Deutschland: OBKD-Vorsitzender lehnt Rotationsprinzip ab

In einer Erklärung hat Metropolit Augoustinos (Lambardakis) von Deutschland den Vorschlägen von zwei russischen Bischöfen, die Arbeitsweise der Orthodoxen Bischofskonferenz von Deutschland (OBKD) zu ändern, eine Absage erteilt. Insbesondere die Idee von Erzbischof Tichon (Zajcev), des Leiters der Berliner Diözese des Moskauer Patriarchats, zu einem „rotierenden Vorsitz“ der OBKD hält Augoustinos für „ekklesiologisch utopisch“ und „praktisch nicht durchführbar“.

Die OBKD und die anderen elf derartigen Gremien in der Welt seien das „Resultat eines 2009 gemeinsam gefassten Beschlusses der IV. Präkonziliaren Panorthodoxen Konferenz in Chambésy“ und könnten deshalb nicht so einfach umstrukturiert werden, so Metropolit Augoustinos. Abschließend bekannte er sich zur ökumenischen Zusammenarbeit, die „mit Phantasie und Kreativität realisiert“ werden soll. Die orthodoxen Gläubigen und Geistlichen in Deutschland „ermutigt“ er zur „Weiterführung und Stärkung der orthodoxen Zusammenarbeit“.

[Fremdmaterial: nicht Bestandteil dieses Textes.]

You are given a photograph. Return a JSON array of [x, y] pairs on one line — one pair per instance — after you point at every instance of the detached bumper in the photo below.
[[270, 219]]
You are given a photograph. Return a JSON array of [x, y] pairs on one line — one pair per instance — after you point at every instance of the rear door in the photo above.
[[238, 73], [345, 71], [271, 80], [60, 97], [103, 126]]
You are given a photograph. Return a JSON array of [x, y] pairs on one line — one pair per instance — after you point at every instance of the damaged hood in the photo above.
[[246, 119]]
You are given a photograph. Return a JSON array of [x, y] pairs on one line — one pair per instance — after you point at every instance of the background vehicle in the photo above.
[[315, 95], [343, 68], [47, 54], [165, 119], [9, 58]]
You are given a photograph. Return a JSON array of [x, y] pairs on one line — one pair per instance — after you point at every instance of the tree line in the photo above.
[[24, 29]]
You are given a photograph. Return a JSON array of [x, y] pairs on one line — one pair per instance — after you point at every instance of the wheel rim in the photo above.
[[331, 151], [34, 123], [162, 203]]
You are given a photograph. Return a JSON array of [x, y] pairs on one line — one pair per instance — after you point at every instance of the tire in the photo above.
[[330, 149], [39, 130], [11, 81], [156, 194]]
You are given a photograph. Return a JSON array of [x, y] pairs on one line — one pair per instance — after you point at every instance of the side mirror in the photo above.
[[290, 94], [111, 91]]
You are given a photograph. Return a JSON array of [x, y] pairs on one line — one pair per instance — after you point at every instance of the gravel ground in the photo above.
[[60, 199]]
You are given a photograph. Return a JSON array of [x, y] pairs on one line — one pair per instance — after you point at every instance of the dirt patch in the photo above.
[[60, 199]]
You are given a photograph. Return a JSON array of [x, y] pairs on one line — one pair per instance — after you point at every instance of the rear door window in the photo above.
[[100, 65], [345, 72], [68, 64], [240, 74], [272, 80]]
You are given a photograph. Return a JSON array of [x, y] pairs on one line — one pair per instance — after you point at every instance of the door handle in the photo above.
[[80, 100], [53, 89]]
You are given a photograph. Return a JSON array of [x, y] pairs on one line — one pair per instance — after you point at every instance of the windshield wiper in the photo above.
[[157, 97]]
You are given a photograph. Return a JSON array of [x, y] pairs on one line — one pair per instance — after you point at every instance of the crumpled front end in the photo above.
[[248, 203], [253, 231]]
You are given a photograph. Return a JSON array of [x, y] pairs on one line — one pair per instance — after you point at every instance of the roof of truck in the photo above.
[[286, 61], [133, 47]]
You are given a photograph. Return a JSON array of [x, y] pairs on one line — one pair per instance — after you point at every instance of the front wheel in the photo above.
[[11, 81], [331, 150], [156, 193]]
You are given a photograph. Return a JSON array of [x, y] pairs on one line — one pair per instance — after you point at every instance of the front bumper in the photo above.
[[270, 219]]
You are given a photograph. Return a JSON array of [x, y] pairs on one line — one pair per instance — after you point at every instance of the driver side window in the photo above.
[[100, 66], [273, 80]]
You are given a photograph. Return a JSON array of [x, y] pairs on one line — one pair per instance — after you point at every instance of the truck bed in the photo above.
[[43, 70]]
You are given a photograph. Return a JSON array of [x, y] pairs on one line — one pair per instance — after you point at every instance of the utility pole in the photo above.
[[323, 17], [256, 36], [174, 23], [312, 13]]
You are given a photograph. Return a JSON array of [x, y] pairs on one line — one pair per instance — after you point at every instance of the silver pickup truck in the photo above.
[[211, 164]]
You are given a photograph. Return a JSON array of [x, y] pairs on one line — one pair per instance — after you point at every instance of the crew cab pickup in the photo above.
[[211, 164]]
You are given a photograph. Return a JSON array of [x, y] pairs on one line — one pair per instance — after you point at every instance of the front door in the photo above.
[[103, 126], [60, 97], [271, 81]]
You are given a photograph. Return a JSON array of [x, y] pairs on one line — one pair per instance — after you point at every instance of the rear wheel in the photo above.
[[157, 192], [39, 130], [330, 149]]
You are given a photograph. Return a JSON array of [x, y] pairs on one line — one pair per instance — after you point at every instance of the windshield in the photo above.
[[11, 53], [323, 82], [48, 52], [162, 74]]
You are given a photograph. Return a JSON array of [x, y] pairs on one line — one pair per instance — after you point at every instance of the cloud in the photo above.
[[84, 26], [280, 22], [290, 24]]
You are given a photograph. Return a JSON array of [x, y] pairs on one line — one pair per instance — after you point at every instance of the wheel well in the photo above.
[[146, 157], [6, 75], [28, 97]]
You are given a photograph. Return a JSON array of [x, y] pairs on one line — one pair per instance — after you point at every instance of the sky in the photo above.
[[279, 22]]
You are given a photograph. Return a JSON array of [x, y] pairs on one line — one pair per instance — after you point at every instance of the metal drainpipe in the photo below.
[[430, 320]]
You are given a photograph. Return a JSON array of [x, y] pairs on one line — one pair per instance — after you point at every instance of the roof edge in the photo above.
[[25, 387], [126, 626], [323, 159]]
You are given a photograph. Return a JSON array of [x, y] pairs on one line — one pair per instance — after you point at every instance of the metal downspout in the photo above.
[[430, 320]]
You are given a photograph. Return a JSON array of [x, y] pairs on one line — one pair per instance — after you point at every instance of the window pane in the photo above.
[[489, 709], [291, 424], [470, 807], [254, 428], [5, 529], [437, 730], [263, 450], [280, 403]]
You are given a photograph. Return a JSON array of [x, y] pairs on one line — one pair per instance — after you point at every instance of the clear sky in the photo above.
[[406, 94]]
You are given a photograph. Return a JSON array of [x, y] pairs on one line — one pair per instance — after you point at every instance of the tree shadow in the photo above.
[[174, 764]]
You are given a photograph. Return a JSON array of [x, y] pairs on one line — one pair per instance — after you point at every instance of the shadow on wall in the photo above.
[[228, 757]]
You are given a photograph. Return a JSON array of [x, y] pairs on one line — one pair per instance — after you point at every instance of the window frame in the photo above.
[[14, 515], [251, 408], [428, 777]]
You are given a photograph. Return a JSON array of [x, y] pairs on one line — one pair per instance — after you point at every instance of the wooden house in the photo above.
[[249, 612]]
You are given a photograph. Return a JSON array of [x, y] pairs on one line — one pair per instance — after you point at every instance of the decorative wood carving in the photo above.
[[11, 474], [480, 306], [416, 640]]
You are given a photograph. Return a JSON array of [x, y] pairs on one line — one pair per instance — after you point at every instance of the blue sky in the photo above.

Die drei russischen Erzbischöfe nehmen derzeit nicht an den Sitzungen der OBDK teil, da die Russische Orthodoxe Kirche (ROK) als Reaktion auf die ukrainische Kirchenfrage im Oktober 2018 die eucharistische Gemeinschaft mit dem Ökumenischen Patriarchat abgebrochen und ihren Geistlichen die Teilnahme in Gremien unter dessen Vorsitz untersagt hat. Daher hatte sich Erzbischof Tichon im Vorfeld ihrer Frühjahrssitzung an die OBKD gewandt und eine regelmäßige Rotation oder eine freie Wahl des Vorsitzenden der Bischofskonferenz vorgeschlagen. Erzbischof Mark (Arndt) von Berlin von der Russischen Auslandskirche hatte bereits im Februar einen offenen Brief an die OBKD-Mitglieder gerichtet. Beide Bischöfe bekräftigten die russische Position in Bezug auf die neue Orthodoxe Kirche der Ukraine und das Vorgehen des Patriarchats von Konstantinopel, drückten aber auch ihre Wertschätzung für die gemeinsame Arbeit der OBKD aus.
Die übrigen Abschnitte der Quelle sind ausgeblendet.